All you need to do is be aware and make healthy swaps. It is time to get creative and try new recipes to make sure you get a good nutritional balance. Healthy carbs include whole grains, fiber-rich foods, fruits, vegetables, legumes and low-fat dairy products.
A low carb plan not only helps control your weight but has various other benefits such as controlling blood sugar. Here are a few things you need to keep in mind.
Cut out the sugar- you need to do it. If you can’t, at least use sugar substitutes like stevia and xylitol. Seek ways that will help eliminate or at least reduce your sugar intake.
Get rid of snacks- We are talking about the worst kinds. Get rid of the junk in your kitchen. Don’t even save that cookie for an emergency because that is all you are going to want to have. Get rid of crisps, cookies, chocolates and the entire junk that does not belong in your body.
Buy new groceries- Go ahead and replace the bad carbs with healthy ones. Replace your flour-based products with whole rye, barley sweets and potato crisps can be traded for those made with kale and quinoa.

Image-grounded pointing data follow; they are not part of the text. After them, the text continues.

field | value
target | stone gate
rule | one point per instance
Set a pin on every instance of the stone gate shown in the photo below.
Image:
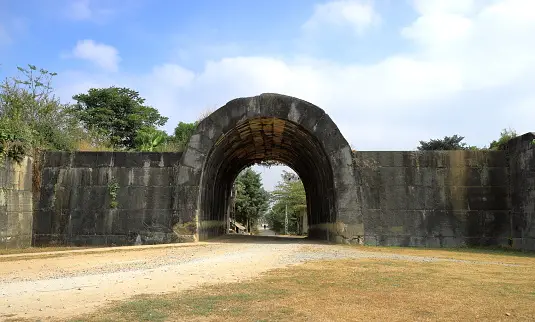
(411, 198)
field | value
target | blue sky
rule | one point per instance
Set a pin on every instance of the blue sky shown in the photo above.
(389, 72)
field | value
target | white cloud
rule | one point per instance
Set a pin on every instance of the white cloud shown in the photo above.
(470, 74)
(102, 55)
(4, 36)
(358, 15)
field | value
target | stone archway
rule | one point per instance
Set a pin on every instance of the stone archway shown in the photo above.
(269, 127)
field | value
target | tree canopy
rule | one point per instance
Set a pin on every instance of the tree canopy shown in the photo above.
(251, 198)
(118, 113)
(289, 194)
(32, 117)
(447, 143)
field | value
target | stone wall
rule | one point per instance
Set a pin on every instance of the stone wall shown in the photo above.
(106, 198)
(522, 168)
(434, 199)
(16, 204)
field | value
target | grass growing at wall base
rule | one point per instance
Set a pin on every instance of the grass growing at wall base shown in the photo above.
(351, 290)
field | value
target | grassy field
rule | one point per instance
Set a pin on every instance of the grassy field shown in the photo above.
(353, 290)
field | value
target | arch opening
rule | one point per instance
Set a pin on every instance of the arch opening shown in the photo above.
(273, 127)
(265, 139)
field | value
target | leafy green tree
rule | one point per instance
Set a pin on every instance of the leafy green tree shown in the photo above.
(149, 139)
(183, 132)
(505, 136)
(251, 199)
(289, 195)
(118, 113)
(447, 143)
(32, 117)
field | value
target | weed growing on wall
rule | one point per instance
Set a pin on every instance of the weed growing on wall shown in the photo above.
(113, 188)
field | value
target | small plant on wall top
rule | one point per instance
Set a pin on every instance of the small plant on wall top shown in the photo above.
(113, 188)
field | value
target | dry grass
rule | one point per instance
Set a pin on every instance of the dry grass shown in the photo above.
(475, 254)
(351, 290)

Stock up on healthy nuts that can help get rid of cravings. Get creative.
Avoid the white-starchy food items like white bread, rice, pasta and potatoes. Switch to quinoa, whole-grain, bulgur, whole rye, barley, wild rice and buckwheat. Seek out local healthy alternatives instead of stocking up on quick-buys.

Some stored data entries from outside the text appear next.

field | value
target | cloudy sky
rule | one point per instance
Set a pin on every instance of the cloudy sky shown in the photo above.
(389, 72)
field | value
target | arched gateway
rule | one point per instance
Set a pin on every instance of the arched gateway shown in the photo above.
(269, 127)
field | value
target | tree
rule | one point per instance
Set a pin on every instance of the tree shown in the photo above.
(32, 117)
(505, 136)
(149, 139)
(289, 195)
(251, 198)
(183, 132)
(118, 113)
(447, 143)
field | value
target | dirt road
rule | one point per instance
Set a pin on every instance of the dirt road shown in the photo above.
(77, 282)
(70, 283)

Choose your fruits- try and avoid the sweet ones. Especially as snacks, avoid mangoes and pineapple- stick to berries, apples and pears. Make healthier choices.

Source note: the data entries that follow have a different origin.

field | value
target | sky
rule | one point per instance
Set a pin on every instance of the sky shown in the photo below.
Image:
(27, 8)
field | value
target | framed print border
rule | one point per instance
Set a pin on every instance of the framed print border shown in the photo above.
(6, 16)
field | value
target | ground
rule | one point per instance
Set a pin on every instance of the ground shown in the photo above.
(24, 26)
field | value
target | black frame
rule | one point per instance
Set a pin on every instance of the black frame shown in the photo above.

Soups are easy-to-make, satiating and cheap. You don’t have to wait till Ramadan to get back into the habit. Keep your stash ready so when you are feeling hungry you can easily make it or even use frozen portions you set aside for different meal times. Of course the key is to have healthy, clear soup, which does not have a lot of starch.
Eat more healthy fats and oils: Use olive, coconut or rapeseed oil for cooking. It only makes sense to switch to healthier options when cooking healthy meals. We know that oil makes anything taste better but it also helps and improves the absorption of vitamins.